In STOP-IgAN "erreichten über 90% der Patienten Blutdruckwerte im normalen Bereich - 125/75 mm Hg", sagte Dr. Mann.
In früheren Studien wurden "ACE-Hemmer häufig zur Verringerung der Proteinurie eingesetzt". (Ungefähr 40% der STOP-IgAN-Patienten erhielten eine Kombination aus ACE-Hemmern und Angiotensinrezeptorblockern, stellte Dr. Floege fest.)

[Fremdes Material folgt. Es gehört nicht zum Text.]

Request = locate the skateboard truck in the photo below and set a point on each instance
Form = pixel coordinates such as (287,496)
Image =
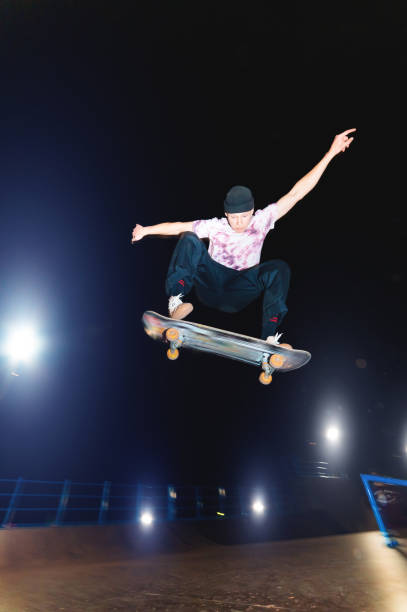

Bei STOP-IgAN war das Fortschreiten der Nierenerkrankung überraschend gering. Dr. Mann sagte jedoch, er würde immer noch eine Immunsuppression für Patienten in Betracht ziehen, die im Laufe der Zeit eine progressive und erhebliche Abnahme der eGFR zeigen.
Diese Studie wurde von der Bundesregierung finanziert. Dr. Floege und Dr. Mann haben keine relevanten finanziellen Beziehungen offengelegt.
Europäische Nierenvereinigung - Europäische Vereinigung für Dialyse und Transplantation (ERA-EDTA) 52. Kongress: Zusammenfassung LBA-3591. Präsentiert am 29. Mai 2015.